When the Walter Sisulu University (WSU) opened five years ago in Mthatha in the Eastern Cape it had fewer than 50 postgraduate students, almost no National Research Foundation-rated researchers and very little research output.
But it now enjoys a burgeoning feeling of vitality, with eight rated researchers and more than a thousand postgrad students. What is more, the institution is hosting its third international research conference in Mthatha from August 18 to 20.
The multidisciplinary conference, “Consolidating research, innovation and technology platforms for a knowledge-based economy”, is about “using research to unlock the future of meaningful socioeconomic development”, says Professor Larry Obi, the WSU’s deputy vice-chancellor for academic affairs and research.

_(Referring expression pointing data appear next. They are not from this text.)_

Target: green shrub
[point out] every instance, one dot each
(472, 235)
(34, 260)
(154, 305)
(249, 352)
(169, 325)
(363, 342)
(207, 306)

The annual conference builds on previous ones, in 2008 and 2009, which aimed to establish WSU as an important contributor to South African research, especially research that focuses on underprivileged rural areas. The university has thus turned the disadvantage of its marginal location into its greatest strength.
International researchers from as far afield as Japan and Nigeria will jet into the heart of the rural Eastern Cape, where they will join local researchers in presenting 226 papers during the two-and-a-half days.
Major themes include HIV/Aids (the subject of a dedicated session), harnessing indigenous knowledge systems (like traditional medicine), enhancing teaching and learning in secondary and tertiary institutions, overcoming technological challenges to rural development, addressing gender inequality, and assessing the impact of the 2010 World Cup on the everyday lives of South Africans.
The majority of papers lean in the direction of medical themes, which fits neatly with WSU’s decision to host the conference at the Health Resources Centre at the Nelson Mandela Academic Hospital. The teaching hospital is affiliated to the university.
The WSU chancellor, Dr Brigalia Bam, says: “Social issues and ills can be more informed through research — It is through highlighting the reality of the real world that we can begin to assess facts and seek solutions.”
“Research was not a cardinal mandate of technikons,” says Obi, alluding to the merger of two technikons and the former University of Transkei to create WSU in 2005. “But research is a way of enhancing the university’s other core functions — teaching and learning on the one hand, and community development on the other,” he says.
Obi expects the conference to entrench a research culture at the university: “It will create a platform for us to network and collaborate with international and national researchers.” What is more, WSU will continue a trend it set last year by publishing a peer-reviewed edition of articles emanating from the conference to enhance further the research outputs of its academic staff and students.
Obi believes the conference will make a difference in another important way: “It’s about time that we started marketing historically black towns, and not just the Cape Towns and Johannesburgs,” he says. Conference delegates willl find themselves “in this beautiful city of Mthatha, in the homeland of Nelson Mandela”, he says.